# [or-cvs] lots more cleanups. people should check these over.

Update of /home2/or/cvsroot/tor/doc/design-paper
In directory moria.mit.edu:/home2/arma/work/onion/cvs/tor/doc/design-paper

Modified Files:
challenges.tex
Log Message:
lots more cleanups. people should check these over.

Index: challenges.tex
===================================================================
RCS file: /home2/or/cvsroot/tor/doc/design-paper/challenges.tex,v
retrieving revision 1.60
retrieving revision 1.61
diff -u -d -r1.60 -r1.61
--- challenges.tex	8 Feb 2005 22:58:02 -0000	1.60
+++ challenges.tex	9 Feb 2005 04:34:50 -0000	1.61
@@ -82,7 +82,7 @@
issues that we face as we continue deployment.
Rather than providing complete solutions to every problem, we
instead lay out the challenges and constraints that we have observed while
-deploying Tor in the wild.  In doing so, we aim to provide a research agenda
+deploying Tor.  In doing so, we aim to provide a research agenda
of general interest to projects attempting to build
and deploy practical, usable anonymity networks in the wild.

@@ -179,10 +179,9 @@
communications, and by the Electronic Frontier Foundation for use
in maintaining civil liberties for ordinary citizens online.

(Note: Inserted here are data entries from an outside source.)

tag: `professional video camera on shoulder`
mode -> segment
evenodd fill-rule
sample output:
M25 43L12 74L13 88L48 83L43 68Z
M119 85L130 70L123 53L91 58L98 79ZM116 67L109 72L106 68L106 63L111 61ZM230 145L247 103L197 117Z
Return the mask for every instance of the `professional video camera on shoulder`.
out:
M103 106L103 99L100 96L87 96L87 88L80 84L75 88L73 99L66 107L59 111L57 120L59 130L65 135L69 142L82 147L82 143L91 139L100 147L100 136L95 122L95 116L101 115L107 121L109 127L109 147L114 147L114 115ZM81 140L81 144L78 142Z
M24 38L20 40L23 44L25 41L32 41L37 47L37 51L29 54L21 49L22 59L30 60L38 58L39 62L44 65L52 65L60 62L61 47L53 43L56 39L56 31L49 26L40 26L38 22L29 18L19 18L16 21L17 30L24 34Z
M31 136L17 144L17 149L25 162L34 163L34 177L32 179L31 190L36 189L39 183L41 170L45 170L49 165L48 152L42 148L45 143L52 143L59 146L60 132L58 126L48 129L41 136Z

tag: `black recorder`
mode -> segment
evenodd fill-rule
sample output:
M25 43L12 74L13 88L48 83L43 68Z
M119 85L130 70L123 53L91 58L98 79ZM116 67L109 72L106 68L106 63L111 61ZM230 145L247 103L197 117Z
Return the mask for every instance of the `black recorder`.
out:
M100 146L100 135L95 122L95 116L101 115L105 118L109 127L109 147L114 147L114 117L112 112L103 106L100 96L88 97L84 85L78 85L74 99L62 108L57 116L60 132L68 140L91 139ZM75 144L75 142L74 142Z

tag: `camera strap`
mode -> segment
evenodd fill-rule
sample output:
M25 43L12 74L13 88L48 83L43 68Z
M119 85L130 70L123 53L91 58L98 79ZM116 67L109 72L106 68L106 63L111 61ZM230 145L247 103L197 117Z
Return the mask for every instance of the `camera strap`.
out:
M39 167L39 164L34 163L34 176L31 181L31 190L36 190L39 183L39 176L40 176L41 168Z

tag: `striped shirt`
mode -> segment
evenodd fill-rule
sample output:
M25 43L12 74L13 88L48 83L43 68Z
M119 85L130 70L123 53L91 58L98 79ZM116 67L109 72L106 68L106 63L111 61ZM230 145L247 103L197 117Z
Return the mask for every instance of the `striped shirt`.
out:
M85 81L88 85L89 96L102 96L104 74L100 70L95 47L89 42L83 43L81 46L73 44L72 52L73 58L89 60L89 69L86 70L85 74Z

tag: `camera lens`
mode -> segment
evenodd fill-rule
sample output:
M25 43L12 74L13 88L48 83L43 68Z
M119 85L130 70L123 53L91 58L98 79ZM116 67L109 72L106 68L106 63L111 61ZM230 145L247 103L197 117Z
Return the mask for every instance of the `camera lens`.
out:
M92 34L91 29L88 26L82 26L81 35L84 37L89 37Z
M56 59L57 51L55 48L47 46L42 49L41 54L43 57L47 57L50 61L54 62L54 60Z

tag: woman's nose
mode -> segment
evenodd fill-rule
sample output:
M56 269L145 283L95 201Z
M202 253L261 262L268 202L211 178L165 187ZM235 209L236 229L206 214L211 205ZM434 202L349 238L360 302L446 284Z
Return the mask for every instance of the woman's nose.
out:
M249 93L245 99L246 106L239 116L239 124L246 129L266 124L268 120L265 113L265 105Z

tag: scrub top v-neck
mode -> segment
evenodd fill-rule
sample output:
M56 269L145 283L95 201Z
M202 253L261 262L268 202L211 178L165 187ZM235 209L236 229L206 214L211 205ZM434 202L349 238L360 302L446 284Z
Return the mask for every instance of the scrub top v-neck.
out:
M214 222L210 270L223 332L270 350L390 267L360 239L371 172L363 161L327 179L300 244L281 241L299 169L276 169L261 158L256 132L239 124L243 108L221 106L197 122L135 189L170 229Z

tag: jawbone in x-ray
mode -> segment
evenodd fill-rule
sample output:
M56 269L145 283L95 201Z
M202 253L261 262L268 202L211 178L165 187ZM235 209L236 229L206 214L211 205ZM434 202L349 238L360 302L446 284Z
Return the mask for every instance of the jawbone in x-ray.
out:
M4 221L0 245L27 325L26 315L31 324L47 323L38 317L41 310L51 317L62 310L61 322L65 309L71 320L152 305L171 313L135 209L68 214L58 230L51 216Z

The Tor
protocol is one of the leading choices
-for anonymizing layer in the European Union's PRIME directive to
+for the anonymizing layer in the European Union's PRIME directive to
help maintain privacy in Europe.
-% XXXX We should credit the specific group, not the whole university.
-The University of Dresden in Germany
+The AN.ON project in Germany
has integrated an independent implementation of the Tor protocol into
their popular Java Anon Proxy anonymizing client.
% This wide variety of
@@ -220,14 +219,16 @@
end-to-end~\cite{danezis-pet2004,SS03} anonymity-breaking attacks.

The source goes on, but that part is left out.